When EMJ first joined the network in 2001, “we initially used it simply to tender loads to our carriers and have them accept the loads and return tracking information on their pickups and deliveries,” Barnes says. A year later, the company integrated BestTransport with its purchase order system.
“Now the two systems talk with each other, and we’re able to get more specific purchase order information to deal with. We can pass the information to the carriers so they can pick up the right freight and we can more easily track it,” she says.
Barnes queries the system to get reports. For example, when she needed to know how many loads a certain carrier had delivered to one of EMJ’s branches in the past three months, “within 10 seconds I was able to put in specific parameters to get that information,” she says.
This kind of information can translate directly into savings. For example, one of the company’s suppliers was using its own carriers to deliver freight to EMJ. Having seen a few of the freight bills, Barnes realized that some of EMJ’s carriers on the BestTransport network could do the job for less.
“I was able to go to the buyer, show him some numbers and say, ‘We need to start moving this freight for you because this is the kind of money we can start saving.’ We converted over, and now we’re moving those loads,” Barnes says.
EMJ has not yet used the Contract Manager or Lane RFQ modules, but with BestTransport to provide a better view of the company’s transportation patterns, Barnes expects to use the RFQ function in the future.

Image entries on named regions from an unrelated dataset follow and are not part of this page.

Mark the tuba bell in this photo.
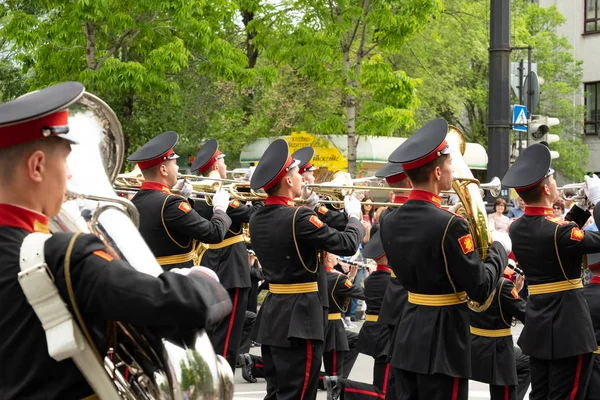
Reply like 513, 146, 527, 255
446, 125, 501, 312
50, 93, 233, 400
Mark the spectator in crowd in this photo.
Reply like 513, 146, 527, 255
488, 198, 511, 233
507, 197, 525, 220
552, 200, 565, 221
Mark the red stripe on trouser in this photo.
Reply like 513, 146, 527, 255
300, 340, 312, 400
382, 364, 390, 394
344, 388, 385, 399
222, 288, 240, 357
569, 354, 583, 400
452, 378, 458, 400
332, 350, 337, 376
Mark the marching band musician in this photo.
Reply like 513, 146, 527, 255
502, 144, 600, 400
191, 139, 263, 370
250, 139, 364, 400
583, 253, 600, 400
375, 162, 412, 399
0, 82, 231, 400
325, 224, 391, 400
127, 131, 231, 270
380, 119, 508, 400
470, 275, 529, 400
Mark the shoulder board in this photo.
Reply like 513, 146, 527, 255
546, 217, 574, 225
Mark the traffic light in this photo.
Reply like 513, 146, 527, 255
527, 115, 560, 159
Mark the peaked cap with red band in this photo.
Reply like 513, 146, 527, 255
388, 118, 451, 171
127, 131, 179, 169
375, 163, 408, 183
250, 139, 299, 190
292, 146, 316, 175
0, 82, 85, 148
190, 139, 225, 174
502, 143, 554, 192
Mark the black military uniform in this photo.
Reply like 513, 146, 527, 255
502, 144, 600, 399
471, 278, 529, 400
380, 119, 507, 400
323, 267, 366, 377
250, 140, 364, 400
0, 82, 231, 400
583, 255, 600, 400
191, 139, 262, 370
127, 131, 231, 270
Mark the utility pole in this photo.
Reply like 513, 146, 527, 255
487, 0, 511, 197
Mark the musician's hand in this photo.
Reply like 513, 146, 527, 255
515, 274, 525, 293
344, 195, 360, 220
173, 179, 194, 198
584, 174, 600, 206
213, 189, 230, 212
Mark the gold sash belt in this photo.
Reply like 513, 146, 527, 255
471, 326, 512, 337
529, 278, 583, 294
365, 314, 379, 322
269, 282, 319, 294
156, 251, 194, 265
408, 292, 467, 307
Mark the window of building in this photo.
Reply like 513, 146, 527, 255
585, 82, 600, 135
583, 0, 600, 33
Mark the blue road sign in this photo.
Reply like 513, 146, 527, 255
513, 104, 529, 132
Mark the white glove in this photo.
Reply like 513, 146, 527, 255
173, 179, 194, 198
213, 189, 229, 212
344, 195, 360, 219
584, 174, 600, 205
492, 231, 512, 254
169, 266, 219, 282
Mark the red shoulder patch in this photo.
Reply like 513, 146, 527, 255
178, 201, 192, 213
571, 228, 585, 242
309, 215, 323, 228
92, 250, 113, 262
458, 233, 475, 254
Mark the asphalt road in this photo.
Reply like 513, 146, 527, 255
234, 322, 529, 400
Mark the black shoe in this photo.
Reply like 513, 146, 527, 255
240, 353, 257, 383
323, 376, 342, 400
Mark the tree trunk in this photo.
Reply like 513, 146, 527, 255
83, 22, 96, 69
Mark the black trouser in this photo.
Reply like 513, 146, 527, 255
490, 385, 517, 400
515, 346, 531, 400
338, 356, 390, 400
392, 368, 469, 400
239, 310, 256, 354
261, 339, 323, 400
529, 353, 593, 400
209, 288, 250, 371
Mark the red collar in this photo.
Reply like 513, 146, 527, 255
377, 264, 392, 272
265, 196, 296, 207
408, 189, 442, 208
394, 194, 408, 204
141, 181, 171, 193
525, 206, 554, 217
0, 204, 50, 233
590, 276, 600, 284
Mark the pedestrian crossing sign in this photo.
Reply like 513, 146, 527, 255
513, 104, 528, 132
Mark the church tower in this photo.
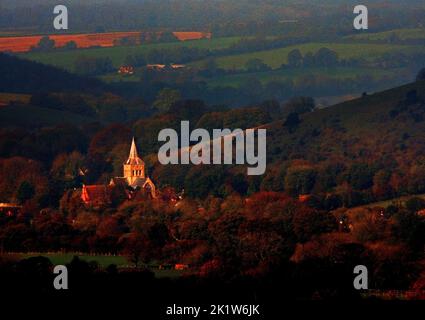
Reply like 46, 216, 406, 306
124, 137, 145, 185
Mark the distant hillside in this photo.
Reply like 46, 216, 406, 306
152, 78, 425, 202
267, 82, 425, 163
0, 53, 105, 93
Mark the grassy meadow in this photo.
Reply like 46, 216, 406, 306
21, 37, 240, 72
192, 42, 425, 70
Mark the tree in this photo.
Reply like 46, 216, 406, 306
16, 181, 35, 203
285, 166, 316, 195
314, 48, 338, 67
245, 58, 270, 72
416, 68, 425, 81
153, 88, 182, 112
32, 36, 55, 52
283, 97, 316, 114
288, 49, 303, 68
63, 41, 78, 50
283, 112, 301, 130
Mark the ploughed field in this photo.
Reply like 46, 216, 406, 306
0, 31, 211, 53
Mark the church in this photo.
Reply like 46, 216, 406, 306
81, 138, 156, 207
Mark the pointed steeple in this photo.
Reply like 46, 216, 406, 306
128, 137, 139, 159
126, 137, 143, 164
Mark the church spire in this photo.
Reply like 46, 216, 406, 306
128, 137, 139, 159
125, 137, 143, 164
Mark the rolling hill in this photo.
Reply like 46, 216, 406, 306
0, 53, 105, 93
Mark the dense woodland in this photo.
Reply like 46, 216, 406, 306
0, 51, 425, 297
0, 0, 425, 300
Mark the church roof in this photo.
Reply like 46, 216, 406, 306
125, 137, 144, 164
82, 185, 110, 203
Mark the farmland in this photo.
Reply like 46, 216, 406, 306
9, 253, 184, 278
192, 42, 425, 70
22, 37, 240, 71
345, 28, 425, 40
208, 67, 402, 88
0, 32, 211, 53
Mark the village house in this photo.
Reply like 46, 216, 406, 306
0, 203, 22, 217
81, 138, 156, 207
118, 66, 134, 75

“If I can say to a carrier, ‘I have 50 lanes for you to look at, give me pricing,’ I’ll probably wind up getting better rates than if I say I have 12,” she says. The system helps her determine which lanes to offer to which carriers.
BestTransport helps shippers develop core carriers for very specific needs, Shary says. “It tells you who your core carriers ought to be.”
When a large shipper tries to develop the ideal mix of carriers without automation, “it’s unwieldy,” he says. “You think of core carriers maybe by geography, or maybe just by plan or overall organization. This allows you to do it lane by lane.”
By helping a logistics department put its plans into action most effectively, Shary says, BestTransport “takes good transportation people and makes them great.”